JACKSON HEIGHTS — Inside the tiny amateur radio room inside the Garden School's second-floor library, students fiddle with dials and listen for voices being transmitted from around the world.
The school's radio club, which has grown to around 20 members since launching last year, has competed in contests and learned all about operating ham radios from inside the 78th Street school.
Now, the extracurricular activity has taken a more urgent mission for students.
The station — known by its call sign, K2GSG — is taking messages known as "radiograms" to send down to hurricane-ravaged Puerto Rico, which has been mostly without power since Hurricane Maria struck the island.
Anyone can send a note to the club's email address, and students will help craft the right message to relay to people in Puerto Rico.
The old-school relaying process has become relevant again, as millions of Puerto Ricans have been cut off from modern forms of communication following the storm. In response, two-dozen amateur radio operators on the island have helped police and first responders after power was knocked out earlier this month, NBC News reported.
At the request of the Red Cross, 50 radio operators left Atlanta on Thursday for Puerto Rico armed with their radio gear to continue to help with communications.
Garden School teacher John Hale, the club's faculty advisor, was trained in emergency messaging this summer — and put it to use Thursday by sending his first two messages to Puerto Rico.
"They're completely without power," he said. "This is the way we're getting messages in."
The brief, 25-word messages will likely be sent to Florida before someone can accept the "traffic," a radio term for a message, in Puerto Rico.
Once more radio operators are up and running on the island, messages can be sent on the National Traffic System, the ham radio network, and relayed to anyone working a radio.
The Red Cross, Salvation Army and the military are usually equipped to send and receive messages.
In emergency situations and their subsequent recovery efforts, messages are often displayed on large boards in town that people can check.
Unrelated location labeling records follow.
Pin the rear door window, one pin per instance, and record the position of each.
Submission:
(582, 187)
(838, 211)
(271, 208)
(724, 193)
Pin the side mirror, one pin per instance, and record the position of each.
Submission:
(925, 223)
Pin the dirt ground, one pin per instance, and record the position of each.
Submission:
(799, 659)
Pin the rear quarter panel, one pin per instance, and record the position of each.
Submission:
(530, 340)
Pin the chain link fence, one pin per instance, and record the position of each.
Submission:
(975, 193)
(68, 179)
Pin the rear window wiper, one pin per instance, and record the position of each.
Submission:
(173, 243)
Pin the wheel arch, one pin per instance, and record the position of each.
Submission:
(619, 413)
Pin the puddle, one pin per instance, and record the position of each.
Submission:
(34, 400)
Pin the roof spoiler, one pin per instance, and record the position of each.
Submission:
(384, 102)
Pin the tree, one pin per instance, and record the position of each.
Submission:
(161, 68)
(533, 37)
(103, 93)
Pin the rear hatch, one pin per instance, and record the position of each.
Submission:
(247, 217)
They can also send messages back to New York, which can be relayed via phone, email or in person once it's received.
Lea Medina adjusts the frequency to connect to radio operators in the Caribbean, which have become a vital resource without power.
The Garden School launched the club last year after it received equipment from a donation to the New York Hall of Science, Hale said. NYSCI continues to be a big help to the club, mentoring them through the Hall of Science Amateur Radio Club and the American Radio Relay League.
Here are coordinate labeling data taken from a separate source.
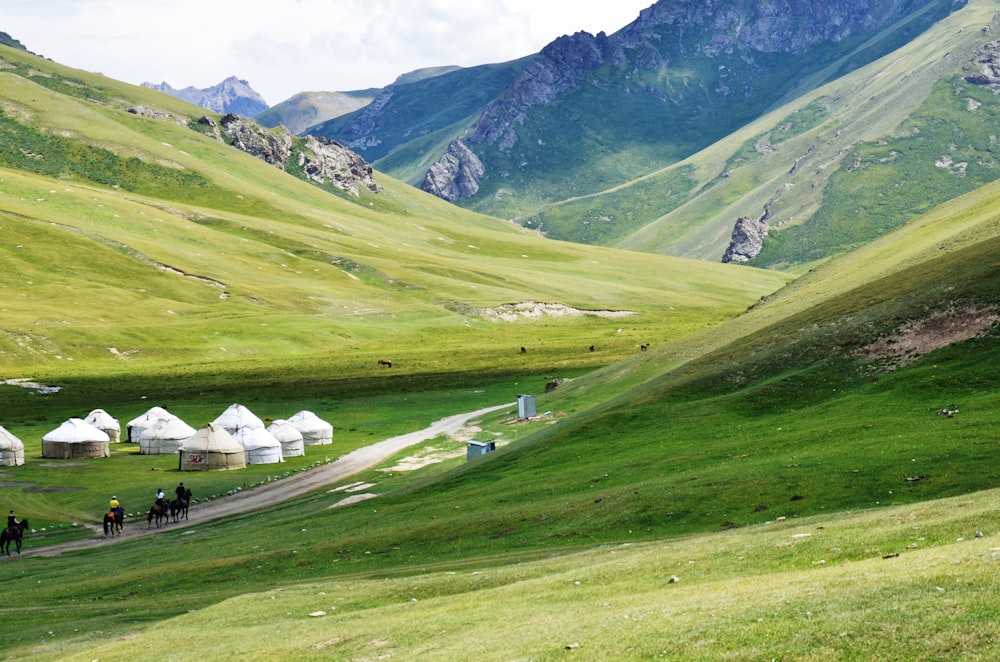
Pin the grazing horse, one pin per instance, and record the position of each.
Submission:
(179, 506)
(13, 534)
(113, 522)
(159, 513)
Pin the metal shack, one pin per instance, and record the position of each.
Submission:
(476, 449)
(526, 406)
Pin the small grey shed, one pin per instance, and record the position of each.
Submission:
(476, 449)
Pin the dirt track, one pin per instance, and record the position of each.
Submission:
(282, 490)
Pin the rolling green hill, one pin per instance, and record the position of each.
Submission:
(771, 479)
(660, 137)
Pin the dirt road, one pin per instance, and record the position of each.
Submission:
(284, 489)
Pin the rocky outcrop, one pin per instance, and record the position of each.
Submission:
(273, 146)
(673, 39)
(747, 240)
(559, 67)
(326, 161)
(456, 174)
(321, 160)
(232, 95)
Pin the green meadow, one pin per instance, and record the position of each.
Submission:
(769, 480)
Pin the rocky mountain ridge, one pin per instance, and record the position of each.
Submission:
(232, 95)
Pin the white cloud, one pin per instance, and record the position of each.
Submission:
(284, 47)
The school's station stands out as the only active radio club in any of the city's schools. Students from the sixth through 12th grade can join, and the club was recently awarded a blue ribbon at the Maker Faire for its innovation, creativity and ingenuity.
Since announcing the messaging service to Puerto Rico, more students have come in to learn about amateur radio, Hale said.
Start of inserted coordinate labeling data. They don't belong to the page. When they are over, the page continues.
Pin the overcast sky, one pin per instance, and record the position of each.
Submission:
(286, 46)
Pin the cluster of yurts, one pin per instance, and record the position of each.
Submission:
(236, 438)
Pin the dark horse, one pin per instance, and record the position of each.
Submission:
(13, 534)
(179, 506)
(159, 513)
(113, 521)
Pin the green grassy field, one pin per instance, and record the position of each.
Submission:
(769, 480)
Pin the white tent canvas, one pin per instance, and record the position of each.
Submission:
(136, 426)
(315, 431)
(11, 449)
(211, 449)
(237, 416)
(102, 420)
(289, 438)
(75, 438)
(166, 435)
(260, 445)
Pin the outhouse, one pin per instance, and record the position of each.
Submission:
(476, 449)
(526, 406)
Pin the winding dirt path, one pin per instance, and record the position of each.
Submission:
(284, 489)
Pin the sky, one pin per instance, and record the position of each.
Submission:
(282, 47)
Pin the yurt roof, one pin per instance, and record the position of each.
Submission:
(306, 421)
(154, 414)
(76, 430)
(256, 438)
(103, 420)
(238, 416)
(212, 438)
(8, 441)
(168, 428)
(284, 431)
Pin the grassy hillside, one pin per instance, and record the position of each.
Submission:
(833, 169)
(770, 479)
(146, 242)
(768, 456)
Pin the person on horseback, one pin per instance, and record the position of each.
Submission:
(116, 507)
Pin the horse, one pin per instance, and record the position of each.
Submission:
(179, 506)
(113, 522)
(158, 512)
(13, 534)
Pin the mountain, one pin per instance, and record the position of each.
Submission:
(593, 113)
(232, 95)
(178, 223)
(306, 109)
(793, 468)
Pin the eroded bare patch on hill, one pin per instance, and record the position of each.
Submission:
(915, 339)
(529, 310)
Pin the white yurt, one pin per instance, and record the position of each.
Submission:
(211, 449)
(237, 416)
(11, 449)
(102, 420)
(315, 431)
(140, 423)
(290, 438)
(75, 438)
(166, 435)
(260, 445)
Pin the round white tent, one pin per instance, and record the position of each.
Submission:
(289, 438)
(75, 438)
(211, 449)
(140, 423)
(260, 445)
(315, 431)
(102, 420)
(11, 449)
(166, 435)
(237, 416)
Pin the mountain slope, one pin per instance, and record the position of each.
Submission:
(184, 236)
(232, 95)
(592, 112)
"Students are excited to know that they can help somebody," he said.
Senior Lea Medina is one of a few students who is licensed on her own to relay messages over the airwaves. Knowing she can transmit and receive messages to people who don't have other ways of communicating is the "best feeling," she said.
"There is not a better feeling than being able to make someone smile," she said, "or make sure that they feel safe."